2- Taux d’intérêt annuel : 4 % maximum et qui, en tout état de cause, ne pouvait être supérieur au taux maximum fiscalement déductible.

La première échéance de remboursement du capital du « crédit vendeur » était subordonnée au remboursement préalable de la totalité de la dette bancaire de la banque AH AI et d’J, soit au plus tôt à compter de Juin 2012.

Le cabinet I constate dès lors que :

— Monsieur A Z fait une lecture erronée des conditions de son « crédit vendeur » en prétendant que celui-ci serait finalement remboursable sur 24 années alors que la cession d’actions sous conditions suspensives du 28 mars 2006 (pièce 29) précise bien que les prêts consentis par les banques ont une durée de six ans et que la durée du « crédit vendeur » est de 12 années, non pas à compter de l’issue des prêts des établissements financiers, mais à compter de la cession.

— Monsieur A Z ne devait attendre que six années avant de pouvoir percevoir son « crédit vendeur » sur les six années suivantes, soit un crédit vendeur effectif d’une durée de douze années à compter de la cession.

— une clause de variation de prix n’a pu être imaginée dans la mesure où le prix de cession était financé par moitié par concours bancaire, ce qui aurait pu modifier le périmètre général de l’opération.

— ce « crédit vendeur » n’était pas gratuit et produisait intérêts au profit de Monsieur A Z

Elle ajoute qu’il est inconcevable d’imaginer évoquer l’impossibilité du paiement du solde du prix de cession à Monsieur A Z en présence de deux établissements financiers participant au financement de la moitié du prix de cession.

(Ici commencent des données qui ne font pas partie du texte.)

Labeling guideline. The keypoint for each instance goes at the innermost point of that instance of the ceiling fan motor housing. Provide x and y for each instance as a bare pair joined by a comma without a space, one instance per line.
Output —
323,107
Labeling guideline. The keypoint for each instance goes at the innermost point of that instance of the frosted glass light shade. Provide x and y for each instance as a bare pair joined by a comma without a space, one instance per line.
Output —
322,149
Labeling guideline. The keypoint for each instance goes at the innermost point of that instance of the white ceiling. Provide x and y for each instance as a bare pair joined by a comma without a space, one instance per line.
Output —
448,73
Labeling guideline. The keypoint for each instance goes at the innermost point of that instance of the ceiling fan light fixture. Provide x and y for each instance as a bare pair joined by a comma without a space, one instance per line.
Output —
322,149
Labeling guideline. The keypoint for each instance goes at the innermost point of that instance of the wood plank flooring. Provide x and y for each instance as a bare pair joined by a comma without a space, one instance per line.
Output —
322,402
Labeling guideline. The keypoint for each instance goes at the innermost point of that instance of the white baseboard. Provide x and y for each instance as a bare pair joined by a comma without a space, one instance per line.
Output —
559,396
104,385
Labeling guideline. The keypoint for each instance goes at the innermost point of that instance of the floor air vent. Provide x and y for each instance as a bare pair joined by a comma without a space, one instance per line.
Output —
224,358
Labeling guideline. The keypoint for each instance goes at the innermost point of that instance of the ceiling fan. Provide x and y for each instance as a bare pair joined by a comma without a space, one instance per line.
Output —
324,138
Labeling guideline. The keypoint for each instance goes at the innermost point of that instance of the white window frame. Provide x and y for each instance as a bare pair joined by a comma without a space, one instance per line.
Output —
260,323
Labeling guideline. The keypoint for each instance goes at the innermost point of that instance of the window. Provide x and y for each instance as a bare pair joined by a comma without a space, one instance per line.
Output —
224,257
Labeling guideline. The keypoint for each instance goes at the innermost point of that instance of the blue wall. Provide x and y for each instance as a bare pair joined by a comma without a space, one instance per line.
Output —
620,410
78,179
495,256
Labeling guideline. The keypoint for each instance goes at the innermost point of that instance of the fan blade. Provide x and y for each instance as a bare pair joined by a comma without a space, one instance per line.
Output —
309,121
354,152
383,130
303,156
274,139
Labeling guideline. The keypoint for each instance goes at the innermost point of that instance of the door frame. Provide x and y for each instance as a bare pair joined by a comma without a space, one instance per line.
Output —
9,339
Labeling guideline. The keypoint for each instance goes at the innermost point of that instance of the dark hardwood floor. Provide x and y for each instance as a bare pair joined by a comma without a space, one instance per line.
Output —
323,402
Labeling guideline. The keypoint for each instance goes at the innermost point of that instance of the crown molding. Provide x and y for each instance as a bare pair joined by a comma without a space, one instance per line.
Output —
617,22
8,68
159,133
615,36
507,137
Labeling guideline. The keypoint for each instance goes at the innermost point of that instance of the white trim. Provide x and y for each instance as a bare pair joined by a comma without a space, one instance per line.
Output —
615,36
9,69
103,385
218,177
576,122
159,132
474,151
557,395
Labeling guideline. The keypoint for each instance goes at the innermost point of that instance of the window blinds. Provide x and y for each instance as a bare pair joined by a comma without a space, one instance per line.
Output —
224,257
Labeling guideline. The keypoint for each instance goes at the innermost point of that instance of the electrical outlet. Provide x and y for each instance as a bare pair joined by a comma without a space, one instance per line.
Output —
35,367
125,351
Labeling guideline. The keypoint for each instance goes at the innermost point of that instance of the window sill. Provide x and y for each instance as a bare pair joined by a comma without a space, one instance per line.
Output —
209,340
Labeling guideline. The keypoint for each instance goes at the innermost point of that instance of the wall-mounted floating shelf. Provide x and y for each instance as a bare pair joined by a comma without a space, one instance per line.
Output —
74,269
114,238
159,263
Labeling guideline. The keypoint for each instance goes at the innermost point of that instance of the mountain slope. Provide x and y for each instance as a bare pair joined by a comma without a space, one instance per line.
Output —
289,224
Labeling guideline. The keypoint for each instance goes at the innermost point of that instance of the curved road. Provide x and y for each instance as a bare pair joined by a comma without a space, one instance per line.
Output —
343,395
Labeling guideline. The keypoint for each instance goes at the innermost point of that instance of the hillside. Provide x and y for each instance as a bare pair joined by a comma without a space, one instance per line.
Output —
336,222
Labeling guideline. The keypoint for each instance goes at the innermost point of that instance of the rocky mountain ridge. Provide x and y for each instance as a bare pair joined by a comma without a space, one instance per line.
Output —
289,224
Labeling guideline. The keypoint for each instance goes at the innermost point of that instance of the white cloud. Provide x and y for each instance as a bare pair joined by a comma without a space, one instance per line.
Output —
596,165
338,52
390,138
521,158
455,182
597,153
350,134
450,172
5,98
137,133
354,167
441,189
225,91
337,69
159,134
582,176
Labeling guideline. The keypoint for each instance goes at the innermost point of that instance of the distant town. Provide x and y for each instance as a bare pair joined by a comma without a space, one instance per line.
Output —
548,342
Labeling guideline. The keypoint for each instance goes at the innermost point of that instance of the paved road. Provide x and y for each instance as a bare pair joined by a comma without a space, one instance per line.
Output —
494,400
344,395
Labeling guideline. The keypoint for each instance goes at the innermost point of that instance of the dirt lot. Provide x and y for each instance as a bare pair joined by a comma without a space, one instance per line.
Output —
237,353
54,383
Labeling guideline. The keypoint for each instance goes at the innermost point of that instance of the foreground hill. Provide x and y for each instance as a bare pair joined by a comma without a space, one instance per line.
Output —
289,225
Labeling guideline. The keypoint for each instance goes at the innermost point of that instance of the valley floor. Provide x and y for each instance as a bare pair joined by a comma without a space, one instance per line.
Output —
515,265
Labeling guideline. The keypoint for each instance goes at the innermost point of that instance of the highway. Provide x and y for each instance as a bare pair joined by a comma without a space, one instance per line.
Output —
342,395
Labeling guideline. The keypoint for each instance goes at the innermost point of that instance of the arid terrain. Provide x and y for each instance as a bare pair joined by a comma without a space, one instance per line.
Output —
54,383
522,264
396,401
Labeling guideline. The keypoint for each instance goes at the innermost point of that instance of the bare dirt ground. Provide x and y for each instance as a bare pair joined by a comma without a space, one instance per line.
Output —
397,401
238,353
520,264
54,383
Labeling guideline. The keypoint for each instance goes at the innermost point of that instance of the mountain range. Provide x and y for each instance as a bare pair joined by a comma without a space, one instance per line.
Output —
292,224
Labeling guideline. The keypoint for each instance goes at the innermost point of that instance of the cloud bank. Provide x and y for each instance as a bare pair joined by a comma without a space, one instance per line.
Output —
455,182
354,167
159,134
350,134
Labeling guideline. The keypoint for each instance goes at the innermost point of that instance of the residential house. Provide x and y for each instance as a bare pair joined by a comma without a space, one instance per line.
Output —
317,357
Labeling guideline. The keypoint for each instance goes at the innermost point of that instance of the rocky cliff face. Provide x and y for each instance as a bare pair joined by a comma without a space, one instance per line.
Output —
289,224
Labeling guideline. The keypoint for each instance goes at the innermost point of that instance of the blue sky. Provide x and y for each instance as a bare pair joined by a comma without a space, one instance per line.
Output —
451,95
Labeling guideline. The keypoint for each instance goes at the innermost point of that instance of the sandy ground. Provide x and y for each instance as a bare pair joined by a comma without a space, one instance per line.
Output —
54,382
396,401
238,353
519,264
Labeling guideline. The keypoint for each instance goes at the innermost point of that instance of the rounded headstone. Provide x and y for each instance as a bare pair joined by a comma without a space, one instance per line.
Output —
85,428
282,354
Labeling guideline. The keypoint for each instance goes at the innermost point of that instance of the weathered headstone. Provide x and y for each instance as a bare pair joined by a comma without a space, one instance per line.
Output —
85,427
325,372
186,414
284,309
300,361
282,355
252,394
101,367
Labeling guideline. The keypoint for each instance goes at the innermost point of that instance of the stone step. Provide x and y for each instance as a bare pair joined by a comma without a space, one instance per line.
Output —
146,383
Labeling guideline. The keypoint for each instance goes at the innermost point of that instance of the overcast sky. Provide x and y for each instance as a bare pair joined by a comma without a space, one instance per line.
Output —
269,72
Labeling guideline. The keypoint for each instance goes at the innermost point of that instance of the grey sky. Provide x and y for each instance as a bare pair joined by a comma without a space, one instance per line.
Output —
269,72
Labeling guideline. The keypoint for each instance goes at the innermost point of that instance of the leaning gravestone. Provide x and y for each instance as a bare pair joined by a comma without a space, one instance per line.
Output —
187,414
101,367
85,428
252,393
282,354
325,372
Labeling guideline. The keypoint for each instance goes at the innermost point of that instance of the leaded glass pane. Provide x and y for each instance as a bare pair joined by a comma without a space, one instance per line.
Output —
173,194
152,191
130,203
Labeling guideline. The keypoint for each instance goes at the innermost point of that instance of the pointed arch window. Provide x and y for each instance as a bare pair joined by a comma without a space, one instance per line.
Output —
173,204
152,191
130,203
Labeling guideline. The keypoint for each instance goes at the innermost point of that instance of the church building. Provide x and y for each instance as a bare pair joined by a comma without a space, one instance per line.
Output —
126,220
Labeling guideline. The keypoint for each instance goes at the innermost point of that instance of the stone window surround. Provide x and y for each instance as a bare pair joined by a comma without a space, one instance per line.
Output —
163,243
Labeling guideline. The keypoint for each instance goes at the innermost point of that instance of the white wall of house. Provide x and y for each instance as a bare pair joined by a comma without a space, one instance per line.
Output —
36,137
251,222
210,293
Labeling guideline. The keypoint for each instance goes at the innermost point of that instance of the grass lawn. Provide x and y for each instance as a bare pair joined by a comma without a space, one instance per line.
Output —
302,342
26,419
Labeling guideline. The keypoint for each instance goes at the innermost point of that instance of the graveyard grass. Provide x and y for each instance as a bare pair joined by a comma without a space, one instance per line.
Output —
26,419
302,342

2/1/2 – Après la réalisation des cessions d’actions de Mars 2006, Monsieur A Z a souhaité procéder, le 31 Juillet 2006, à une cession complémentaire de 495 actions de la SA AD Z pour un prix de 200 970 € payables comptant, soit sur la base d’un prix unitaire de 406 € par action, identique à la première cession du 28 Mars 2006.

Cette seconde cession a été intégralement payée à Monsieur A Z par la SAS W AA en 2006 et a pesé sur la trésorerie de cette société et indirectement sur celle du groupe et à l’issue de cette opération, la société W AA se trouvait détenir 3 452 actions (70,05 %) sur les 4 928 actions de 162 € composant le capital social de la société AD Z.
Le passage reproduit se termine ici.